„Der Freischütz“ sorgte für Romantik in Baden

Im Stadttheater der Bühne Baden hat am Samstag die romantische Oper „Der Freischütz“ Premiere gefeiert. Der künstlerische Leiter Michael Lakner ist mit diesem Werk von Carl Maria von Weber in seine erste Herbstsaison gestartet.

Erstmals seit 1897 ist die Oper „Der Freischütz“ wieder in Baden zu erleben. Die Premiere der Neuproduktion, inszeniert von Michael Lakner, dem künstlerischen Leiter der Bühne Baden, war am Samstag zu sehen. Die Oper in drei Aufzügen von Carl Maria von Weber gilt als deutsche romantische Oper schlechthin.

Im Mittelpunkt des Stücks steht der verzweifelte Jägerbursche Max. Er muss mit einem Probeschuss sein Können beweisen, denn nur dann kann er Agathe, die Tochter des Erbförsters Kuno, heiraten. Sein Kollege Kaspar, der ebenfalls in Agathe verliebt war, überredet Max, mit ihm Freikugeln zu gießen, die immer ihr Ziel treffen. Kaspar allerdings ist mit dem Bösewicht Samiel im Bunde und von ihm abhängig.

Reinhard Alessandri (Max), Regina Riel (Agathe)

Lukas Beck

Reinhard Alessandri als Max und Regina Riel als Agathe

Der Wald spielt in der Oper eine besondere Rolle. Er ist vor allem ein Ort der Einsamkeit, des Unheimlichen, der Verwirrung. Er ist aber auch ein Ort der Heilung. Er ist etwas Zeitloses und überdauert das kurzlebige Menschendasein. Er beherbergt das Urzeitliche.

Freischütz handelt „von Ängsten und Verletzungen“

Für Regisseur Michael Lakner ist „Der Freischütz“ aber nicht nur romantisch, sondern ein zeitgemäßes Drama. „Es handelt von gegenseitigen Abhängigkeiten, Neurosen, Ängsten, Verletzungen, obskuren Kulten und Drogen- und Alkoholmissbrauch, also alles heutige Themen“, so Lakner.

Es singen und spielen Reinhard Alessandri, Regina Riel, Sébastien Soulès, Thomas Zisterer und Theresa Grabner. In der Rolle des zwielichtigen Samiel gibt Oliver Baier sein Operndebut in einer Sprechrolle. Die Musikalische Leitung hat Franz Josef Breznik inne.

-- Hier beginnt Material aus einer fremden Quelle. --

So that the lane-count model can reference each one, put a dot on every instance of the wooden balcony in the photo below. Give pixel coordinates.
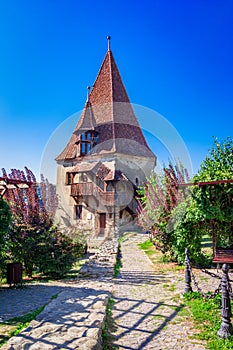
(90, 189)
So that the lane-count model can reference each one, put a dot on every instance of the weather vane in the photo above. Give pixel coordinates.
(109, 38)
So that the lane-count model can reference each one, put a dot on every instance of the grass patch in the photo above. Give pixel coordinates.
(109, 328)
(15, 325)
(117, 265)
(207, 319)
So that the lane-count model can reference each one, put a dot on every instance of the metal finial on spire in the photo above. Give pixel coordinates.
(109, 38)
(88, 92)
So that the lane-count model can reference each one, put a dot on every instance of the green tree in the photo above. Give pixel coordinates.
(216, 201)
(158, 197)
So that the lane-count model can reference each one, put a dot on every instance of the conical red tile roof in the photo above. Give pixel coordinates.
(109, 112)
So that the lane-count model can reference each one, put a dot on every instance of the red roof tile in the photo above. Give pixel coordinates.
(110, 113)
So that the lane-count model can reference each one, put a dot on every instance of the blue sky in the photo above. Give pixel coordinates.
(175, 57)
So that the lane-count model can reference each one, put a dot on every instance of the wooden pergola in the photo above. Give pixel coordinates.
(7, 184)
(220, 255)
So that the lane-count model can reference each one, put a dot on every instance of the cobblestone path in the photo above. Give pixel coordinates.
(146, 312)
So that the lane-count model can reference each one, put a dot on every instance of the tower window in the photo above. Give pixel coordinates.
(78, 212)
(88, 140)
(69, 178)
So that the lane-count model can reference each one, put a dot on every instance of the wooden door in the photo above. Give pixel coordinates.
(102, 220)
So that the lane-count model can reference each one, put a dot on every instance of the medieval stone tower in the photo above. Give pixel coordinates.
(105, 160)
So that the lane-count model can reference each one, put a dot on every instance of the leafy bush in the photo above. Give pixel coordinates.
(57, 253)
(5, 220)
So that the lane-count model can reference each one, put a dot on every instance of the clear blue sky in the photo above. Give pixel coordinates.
(175, 57)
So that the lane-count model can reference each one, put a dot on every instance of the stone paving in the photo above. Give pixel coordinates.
(145, 310)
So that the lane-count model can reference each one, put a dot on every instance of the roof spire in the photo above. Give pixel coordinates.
(109, 38)
(88, 92)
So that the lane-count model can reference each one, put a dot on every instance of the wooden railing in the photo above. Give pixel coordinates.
(91, 189)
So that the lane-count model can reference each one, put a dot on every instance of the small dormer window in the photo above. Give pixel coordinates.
(88, 140)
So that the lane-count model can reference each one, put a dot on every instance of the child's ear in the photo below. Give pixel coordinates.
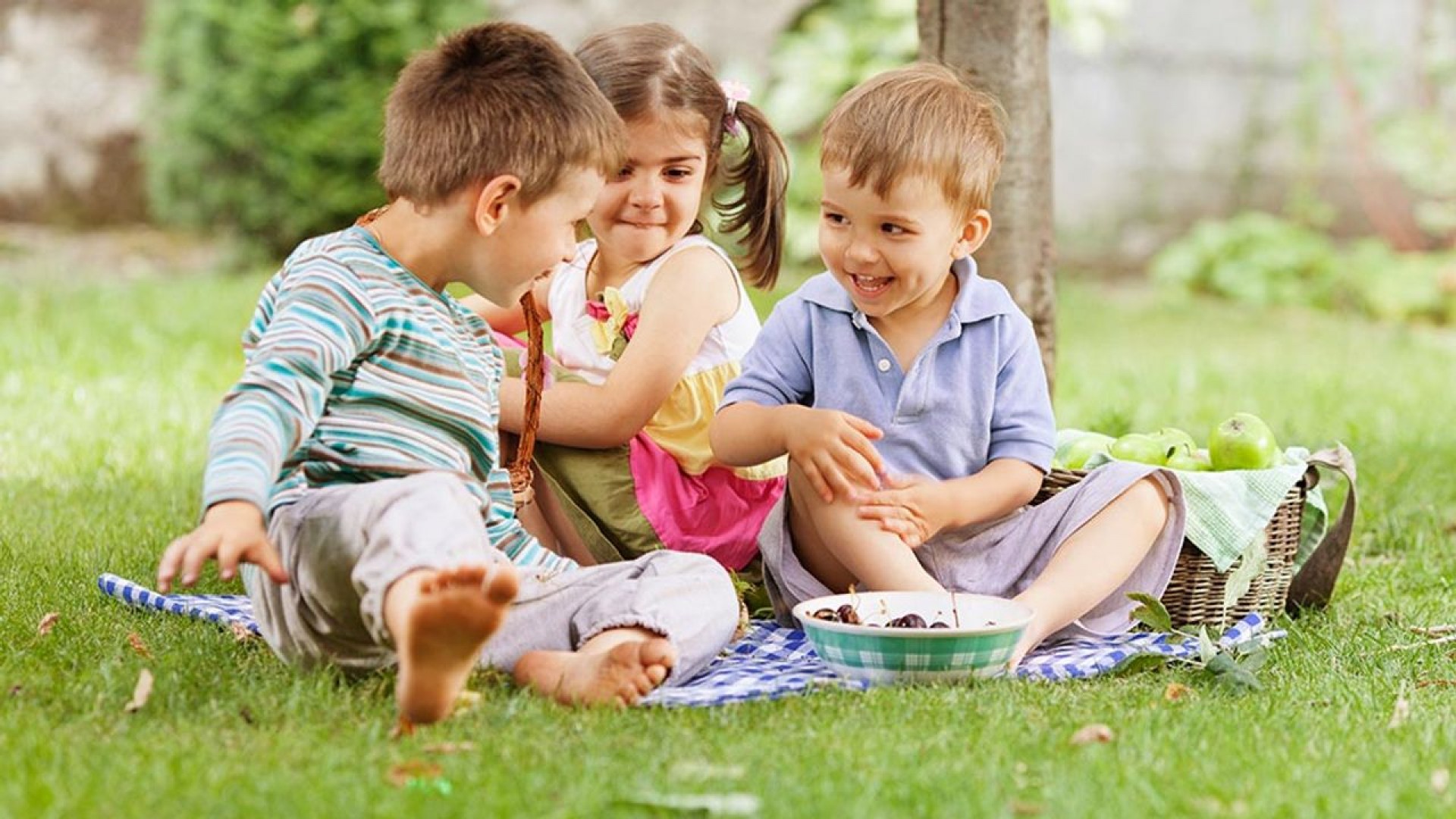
(494, 203)
(973, 235)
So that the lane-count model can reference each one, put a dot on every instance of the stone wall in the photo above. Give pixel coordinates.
(72, 111)
(1190, 108)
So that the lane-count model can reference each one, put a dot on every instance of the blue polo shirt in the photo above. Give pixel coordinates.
(976, 392)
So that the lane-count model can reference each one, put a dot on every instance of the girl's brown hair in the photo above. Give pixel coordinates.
(644, 69)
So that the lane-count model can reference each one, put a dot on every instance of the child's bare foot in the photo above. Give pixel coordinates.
(440, 630)
(619, 675)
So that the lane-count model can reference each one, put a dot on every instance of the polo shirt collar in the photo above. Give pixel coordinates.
(976, 300)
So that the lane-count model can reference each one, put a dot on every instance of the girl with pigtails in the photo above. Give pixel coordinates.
(651, 318)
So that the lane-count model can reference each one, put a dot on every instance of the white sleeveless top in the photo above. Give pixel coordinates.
(574, 343)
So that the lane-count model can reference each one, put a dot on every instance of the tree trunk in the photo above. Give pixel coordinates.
(1002, 44)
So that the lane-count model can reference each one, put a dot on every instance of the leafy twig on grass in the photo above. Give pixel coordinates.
(1433, 630)
(1229, 667)
(1424, 643)
(140, 694)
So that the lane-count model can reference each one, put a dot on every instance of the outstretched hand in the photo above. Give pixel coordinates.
(912, 506)
(835, 453)
(232, 532)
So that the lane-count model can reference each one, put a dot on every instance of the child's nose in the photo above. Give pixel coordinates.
(861, 251)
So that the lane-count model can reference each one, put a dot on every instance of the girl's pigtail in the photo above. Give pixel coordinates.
(761, 175)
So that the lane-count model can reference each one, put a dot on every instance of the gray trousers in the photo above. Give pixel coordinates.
(344, 545)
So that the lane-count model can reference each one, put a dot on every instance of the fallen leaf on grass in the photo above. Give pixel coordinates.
(134, 640)
(140, 694)
(698, 770)
(1401, 711)
(1177, 691)
(402, 773)
(449, 748)
(1090, 733)
(704, 803)
(466, 700)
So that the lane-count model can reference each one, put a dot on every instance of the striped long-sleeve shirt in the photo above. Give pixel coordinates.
(357, 371)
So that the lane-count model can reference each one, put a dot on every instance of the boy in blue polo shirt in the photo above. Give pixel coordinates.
(910, 400)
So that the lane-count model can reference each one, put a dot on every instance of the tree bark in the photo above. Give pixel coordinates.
(1002, 46)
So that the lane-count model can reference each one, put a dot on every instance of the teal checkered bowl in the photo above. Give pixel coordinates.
(981, 640)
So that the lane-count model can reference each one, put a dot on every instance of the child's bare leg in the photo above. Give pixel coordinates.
(440, 620)
(839, 547)
(615, 668)
(1094, 561)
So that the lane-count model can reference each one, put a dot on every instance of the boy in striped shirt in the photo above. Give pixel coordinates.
(354, 469)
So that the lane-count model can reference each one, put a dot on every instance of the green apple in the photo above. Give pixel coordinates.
(1141, 447)
(1075, 452)
(1190, 460)
(1242, 442)
(1172, 438)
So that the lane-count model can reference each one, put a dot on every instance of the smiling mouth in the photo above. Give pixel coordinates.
(871, 284)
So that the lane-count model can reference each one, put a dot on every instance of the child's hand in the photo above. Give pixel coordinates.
(231, 531)
(915, 507)
(833, 452)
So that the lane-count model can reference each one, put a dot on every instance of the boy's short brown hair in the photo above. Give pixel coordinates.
(921, 120)
(494, 99)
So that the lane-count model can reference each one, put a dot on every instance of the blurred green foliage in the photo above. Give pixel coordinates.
(837, 44)
(1266, 260)
(829, 50)
(1258, 259)
(267, 115)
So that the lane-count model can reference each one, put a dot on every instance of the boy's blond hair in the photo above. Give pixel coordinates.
(494, 99)
(921, 120)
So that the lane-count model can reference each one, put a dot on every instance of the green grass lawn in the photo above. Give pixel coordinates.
(108, 391)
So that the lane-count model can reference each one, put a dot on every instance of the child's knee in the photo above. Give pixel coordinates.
(1149, 502)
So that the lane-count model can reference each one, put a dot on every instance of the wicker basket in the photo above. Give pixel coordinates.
(1194, 595)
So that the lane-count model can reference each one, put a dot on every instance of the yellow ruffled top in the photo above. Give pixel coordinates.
(680, 425)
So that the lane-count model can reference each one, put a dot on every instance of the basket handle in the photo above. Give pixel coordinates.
(1315, 582)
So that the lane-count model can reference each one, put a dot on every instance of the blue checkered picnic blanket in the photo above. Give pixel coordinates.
(769, 661)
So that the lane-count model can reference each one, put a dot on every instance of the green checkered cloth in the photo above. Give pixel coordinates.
(1226, 512)
(884, 657)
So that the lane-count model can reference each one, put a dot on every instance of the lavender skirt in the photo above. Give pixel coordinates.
(1002, 558)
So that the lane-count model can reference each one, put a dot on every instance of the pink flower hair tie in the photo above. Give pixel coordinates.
(734, 93)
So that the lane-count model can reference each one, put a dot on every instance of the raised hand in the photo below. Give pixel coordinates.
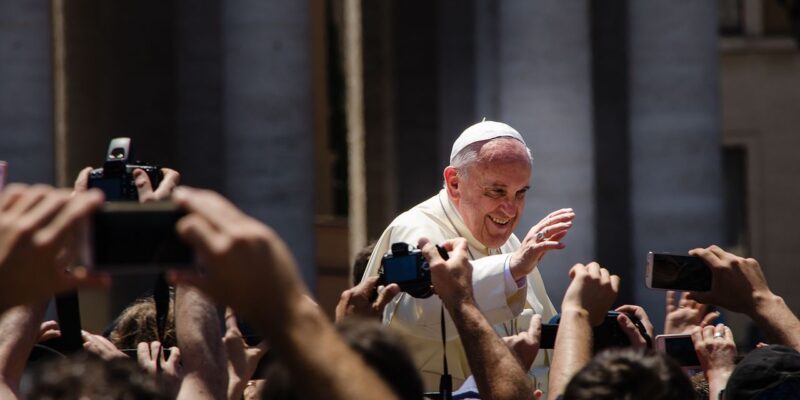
(38, 226)
(593, 290)
(356, 300)
(687, 314)
(541, 238)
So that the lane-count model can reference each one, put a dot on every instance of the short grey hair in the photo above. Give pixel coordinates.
(469, 156)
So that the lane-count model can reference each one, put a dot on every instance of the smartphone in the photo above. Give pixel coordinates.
(3, 168)
(547, 340)
(677, 272)
(134, 237)
(680, 348)
(608, 334)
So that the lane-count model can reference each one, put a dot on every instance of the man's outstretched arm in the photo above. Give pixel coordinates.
(586, 302)
(19, 331)
(497, 372)
(197, 329)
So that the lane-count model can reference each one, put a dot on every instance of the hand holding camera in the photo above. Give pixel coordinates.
(121, 179)
(408, 268)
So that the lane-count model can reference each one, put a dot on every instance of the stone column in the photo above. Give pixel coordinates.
(267, 118)
(26, 100)
(675, 166)
(543, 89)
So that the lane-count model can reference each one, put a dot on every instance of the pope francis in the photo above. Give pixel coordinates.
(482, 200)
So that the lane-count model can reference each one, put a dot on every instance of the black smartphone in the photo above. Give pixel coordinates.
(548, 338)
(680, 348)
(134, 237)
(677, 272)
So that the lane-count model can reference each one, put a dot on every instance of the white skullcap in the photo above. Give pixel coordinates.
(481, 131)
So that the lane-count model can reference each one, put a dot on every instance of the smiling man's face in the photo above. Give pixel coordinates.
(491, 197)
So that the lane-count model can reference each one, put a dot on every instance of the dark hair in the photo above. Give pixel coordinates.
(137, 323)
(627, 373)
(88, 376)
(361, 261)
(381, 349)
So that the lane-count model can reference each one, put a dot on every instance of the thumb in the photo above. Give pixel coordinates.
(388, 293)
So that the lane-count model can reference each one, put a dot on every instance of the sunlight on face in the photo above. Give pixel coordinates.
(491, 197)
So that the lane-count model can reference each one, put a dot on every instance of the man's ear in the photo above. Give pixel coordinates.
(452, 182)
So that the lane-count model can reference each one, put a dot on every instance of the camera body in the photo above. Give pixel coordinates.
(608, 334)
(115, 178)
(405, 266)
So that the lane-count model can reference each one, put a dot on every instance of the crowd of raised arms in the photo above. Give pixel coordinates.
(245, 268)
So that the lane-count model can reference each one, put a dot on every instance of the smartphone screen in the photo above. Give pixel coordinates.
(130, 237)
(678, 272)
(547, 340)
(680, 348)
(3, 168)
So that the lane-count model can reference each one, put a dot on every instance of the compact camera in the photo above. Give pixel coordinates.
(405, 266)
(608, 334)
(115, 179)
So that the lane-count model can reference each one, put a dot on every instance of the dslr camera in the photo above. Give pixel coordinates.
(115, 179)
(405, 266)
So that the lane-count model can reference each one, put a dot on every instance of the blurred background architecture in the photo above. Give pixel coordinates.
(665, 124)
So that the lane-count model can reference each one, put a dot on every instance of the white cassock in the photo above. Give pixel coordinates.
(499, 297)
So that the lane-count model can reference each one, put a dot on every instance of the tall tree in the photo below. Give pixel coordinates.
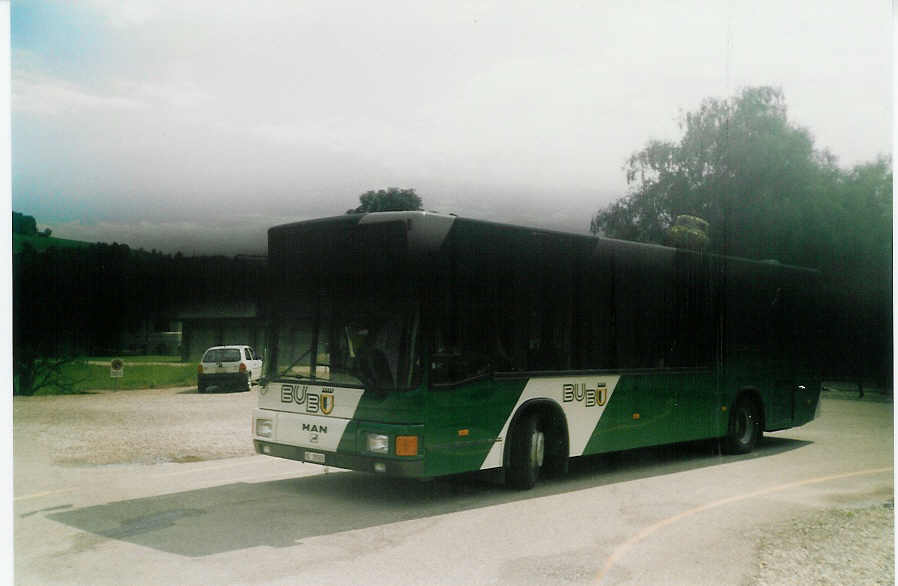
(393, 199)
(768, 193)
(742, 166)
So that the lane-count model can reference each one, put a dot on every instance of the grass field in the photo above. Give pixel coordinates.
(136, 359)
(94, 377)
(40, 243)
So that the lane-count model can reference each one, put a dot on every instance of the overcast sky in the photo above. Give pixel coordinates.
(195, 126)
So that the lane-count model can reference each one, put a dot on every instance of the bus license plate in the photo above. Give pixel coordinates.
(314, 457)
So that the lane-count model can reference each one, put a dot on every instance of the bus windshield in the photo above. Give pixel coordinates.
(369, 341)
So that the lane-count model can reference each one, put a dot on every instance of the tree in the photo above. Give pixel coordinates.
(393, 199)
(768, 193)
(22, 224)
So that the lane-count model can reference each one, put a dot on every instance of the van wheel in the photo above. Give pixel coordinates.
(744, 428)
(528, 445)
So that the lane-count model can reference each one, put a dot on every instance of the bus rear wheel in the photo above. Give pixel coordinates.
(744, 428)
(528, 449)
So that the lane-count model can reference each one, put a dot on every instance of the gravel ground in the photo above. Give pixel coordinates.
(133, 427)
(835, 546)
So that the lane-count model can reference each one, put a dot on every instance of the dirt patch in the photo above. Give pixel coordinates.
(833, 546)
(133, 427)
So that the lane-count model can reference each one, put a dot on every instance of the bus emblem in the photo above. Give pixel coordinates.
(327, 401)
(579, 392)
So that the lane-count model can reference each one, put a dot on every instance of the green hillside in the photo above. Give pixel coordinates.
(41, 243)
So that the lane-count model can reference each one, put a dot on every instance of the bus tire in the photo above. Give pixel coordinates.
(527, 452)
(744, 429)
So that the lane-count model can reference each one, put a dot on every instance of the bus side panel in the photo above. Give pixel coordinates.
(465, 421)
(641, 412)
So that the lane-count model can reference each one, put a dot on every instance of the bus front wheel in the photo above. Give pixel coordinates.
(528, 445)
(744, 428)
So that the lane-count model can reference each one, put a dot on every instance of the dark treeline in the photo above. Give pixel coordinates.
(766, 192)
(80, 301)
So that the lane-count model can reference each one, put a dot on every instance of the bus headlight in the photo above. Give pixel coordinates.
(263, 427)
(378, 443)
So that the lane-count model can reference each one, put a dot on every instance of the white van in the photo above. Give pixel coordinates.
(229, 368)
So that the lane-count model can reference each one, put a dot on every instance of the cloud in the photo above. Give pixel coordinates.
(38, 94)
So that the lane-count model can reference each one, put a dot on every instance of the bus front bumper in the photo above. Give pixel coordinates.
(411, 468)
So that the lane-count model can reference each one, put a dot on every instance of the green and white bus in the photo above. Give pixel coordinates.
(422, 345)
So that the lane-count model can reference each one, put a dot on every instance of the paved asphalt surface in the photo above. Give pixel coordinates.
(162, 487)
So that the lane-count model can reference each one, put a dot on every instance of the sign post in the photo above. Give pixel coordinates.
(116, 370)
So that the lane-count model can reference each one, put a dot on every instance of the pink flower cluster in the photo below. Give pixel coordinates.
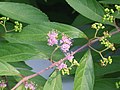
(64, 44)
(29, 86)
(69, 56)
(52, 38)
(62, 66)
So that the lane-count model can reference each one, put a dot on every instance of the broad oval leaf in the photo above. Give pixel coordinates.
(7, 69)
(16, 52)
(110, 1)
(88, 8)
(22, 12)
(54, 82)
(84, 76)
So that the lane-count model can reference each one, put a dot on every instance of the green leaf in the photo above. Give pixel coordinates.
(54, 82)
(36, 35)
(38, 32)
(22, 12)
(80, 21)
(84, 76)
(7, 69)
(16, 52)
(110, 1)
(21, 87)
(115, 38)
(39, 80)
(114, 67)
(88, 8)
(105, 84)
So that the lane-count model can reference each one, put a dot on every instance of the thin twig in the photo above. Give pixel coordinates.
(59, 62)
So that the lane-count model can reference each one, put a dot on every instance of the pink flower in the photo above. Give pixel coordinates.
(61, 66)
(65, 47)
(30, 86)
(3, 84)
(65, 42)
(52, 38)
(69, 56)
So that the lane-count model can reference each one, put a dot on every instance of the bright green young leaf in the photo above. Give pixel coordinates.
(84, 76)
(16, 52)
(22, 12)
(54, 82)
(114, 67)
(7, 69)
(110, 1)
(38, 80)
(88, 8)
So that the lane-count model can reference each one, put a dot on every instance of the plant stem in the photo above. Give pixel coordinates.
(54, 52)
(94, 49)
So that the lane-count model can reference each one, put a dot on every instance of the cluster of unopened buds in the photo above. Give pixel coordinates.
(2, 85)
(30, 86)
(106, 61)
(106, 42)
(97, 26)
(18, 26)
(108, 16)
(64, 45)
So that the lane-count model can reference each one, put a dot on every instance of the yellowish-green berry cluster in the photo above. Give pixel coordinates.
(18, 26)
(106, 61)
(97, 26)
(108, 15)
(117, 84)
(117, 7)
(106, 42)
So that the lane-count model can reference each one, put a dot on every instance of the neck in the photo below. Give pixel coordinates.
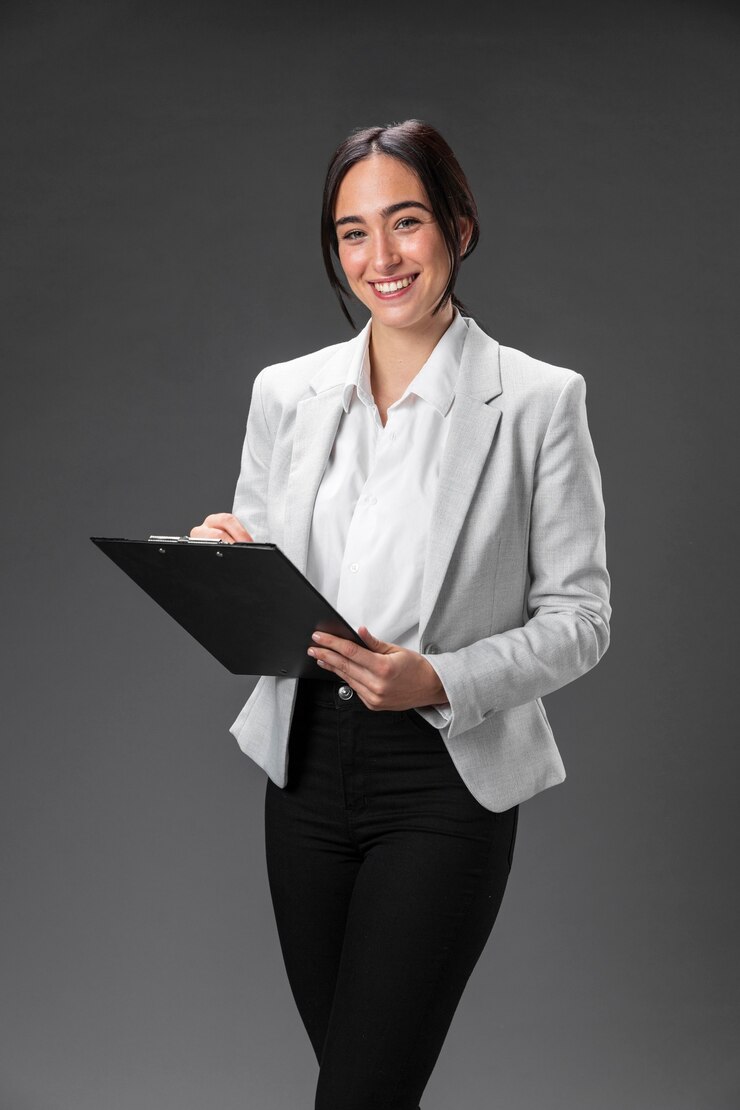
(397, 354)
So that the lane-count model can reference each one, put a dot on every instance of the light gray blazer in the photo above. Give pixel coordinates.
(515, 594)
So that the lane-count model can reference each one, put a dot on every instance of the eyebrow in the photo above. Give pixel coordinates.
(384, 212)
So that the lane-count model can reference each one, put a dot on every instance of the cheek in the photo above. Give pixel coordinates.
(351, 263)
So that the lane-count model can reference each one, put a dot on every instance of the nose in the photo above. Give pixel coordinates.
(386, 253)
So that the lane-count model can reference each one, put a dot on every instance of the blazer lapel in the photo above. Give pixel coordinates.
(472, 430)
(316, 421)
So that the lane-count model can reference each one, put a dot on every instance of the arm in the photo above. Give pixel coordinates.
(568, 611)
(250, 506)
(567, 631)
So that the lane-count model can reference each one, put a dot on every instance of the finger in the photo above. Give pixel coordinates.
(346, 647)
(347, 669)
(202, 533)
(375, 644)
(230, 524)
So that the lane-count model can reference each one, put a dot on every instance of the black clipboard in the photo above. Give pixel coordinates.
(246, 604)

Nach 120 Jahren wieder in Baden

„Der Freischütz“ von Carl Maria von Weber war das letzte Mal 1897, also vor 120 Jahren, in Baden zu sehen.

Figuren musikalisch definiert

Alle Figuren seien musikalisch wunderbar definiert, so Lakner. „Max wird zum Beispiel in seiner Zerrissenheit durch synkopierte musikalische Rhythmen perfekt porträtiert. Agathe wiederum spiegelt in ihrer großen E-Dur-Arie ihre Ruhe und Besonnenheit wieder", betonte Lakner gegenüber noe.ORF.at.

Am 22. und 29. Oktober, jeweils ab 11.00 Uhr, gibt es im Max-Reinhardt-Foyer des Stadttheaters eine spezielle Fassung der Oper. Für die jungen Theater- und Opernbesucher wird eine Inszenierung für Kinder von Beppo Binder gezeigt.

Lakner: „Bin rundum glücklich“

Seine erste Sommersaison als Intendant des Stadttheaters Baden bilanzierte Michael Lackner sehr positiv: „Ich bin eigentlich rundum glücklich über die Publikumsresonanz und wie mein Einstand hier funktioniert hat“. Das Stück „Der Zarewitsch“, welches Lakner selbst inszenierte, konnte eine Auslastung von 93 Prozent verzeichnen.

Wichtig ist Lakner, ein Motto für seine Spielzeiten zu haben. Die Herbstsaison in Baden ist deshalb ganz dem Thema „Einzelgänger und Außenseiter“ gewidmet. „Ich stelle Personen in den Vordergrund, die am Rande der Gesellschaft leben und nicht der Etikette, den Normen der Gesellschaft entsprechen“, so Lakner. Passend dazu zeigt die Bühne Baden etwa das Stück „La Cage aux Folles - Ein Käfig voller Narren“ oder auch die Operette „Maske in Blau“.